In contrast, autoantibodies found in serum and CSF of patients with ADEM demonstrated robust solution phase binding. Reports concerning autoantibody measurement ADEM are few and limited in terms of number of patients, control groups and antigens measured. In MS, findings are generally inconsistent.

“What is not clear is whether these antibodies to myelin antigens are merely an indicator of the severity of the disease or whether they are actually involved in the development of MS and ADEM in humans,” noted Mark Freedman, MD, Director of the Multiple Sclerosis Clinic and Professor of Medicine at the University of Ottawa in Ontario, Canada, who was not involved in the study.

Although ADEM is a rare disease in adults, it is more common in children.
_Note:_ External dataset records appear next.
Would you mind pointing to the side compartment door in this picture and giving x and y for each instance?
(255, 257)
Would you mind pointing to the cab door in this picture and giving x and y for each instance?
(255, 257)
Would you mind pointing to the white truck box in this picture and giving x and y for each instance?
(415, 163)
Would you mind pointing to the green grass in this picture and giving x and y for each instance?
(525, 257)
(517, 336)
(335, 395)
“There is an increasing awareness of children with MS,” Dr. Freedman said. “When children first present, it is almost impossible to differentiate between ADEM and the first symptoms of MS.”

If there was a readily available test to distinguish between the two diseases in children, clinicians would be able to avoid treating children unnecessarily for MS, Dr. O'Connor added.
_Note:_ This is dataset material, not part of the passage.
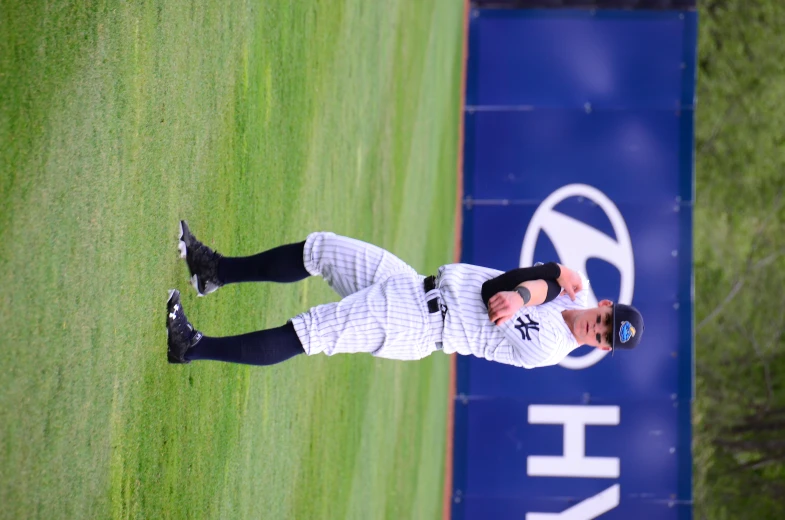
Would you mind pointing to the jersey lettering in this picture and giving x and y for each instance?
(523, 328)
Although these findings are exciting, we need to perform a longitudinal study,” Dr. O'Connor cautioned. “This is because ADEM so often looks like a first episode of MS. Thus, we need to wait and see if another episode occurs before totally ruling MS.”


According to Tanuja Chitnis MD, Head of the Pediatric MS Center at Massachusetts General Hospital, ADEM often presents in children, and occasionally in young adults as a monophasic inflammatory demyelinating illness resulting in neurological deficits.

In contrast, MS is characterized by repeated episodes of CNS demyelination. The problem lies in distinguishing an episode of ADEM from the first attack of multiple sclerosis.

ADEM is generally treated with intravenous steroids during the acute episode, while MS requires lifelong treatment. Although clinical characteristics and MRI features suggest differences between these two diseases, a biological test that can definitively differentiate the two entities would greatly facilitate early and more accurate diagnosis of MS. In addition, biological markers such as autoantibodies may provide a prognostic indicator after a first demyelinating event.


  • ✓ Investigators reported that by using protein arrays and solid and solution phase antibody binding assays, they identified a fundamental difference in the humoral response of multiple sclerosis (MS) and acute disseminated encephalomyelitis (ADEM), two clinically similar demyelinating disorders.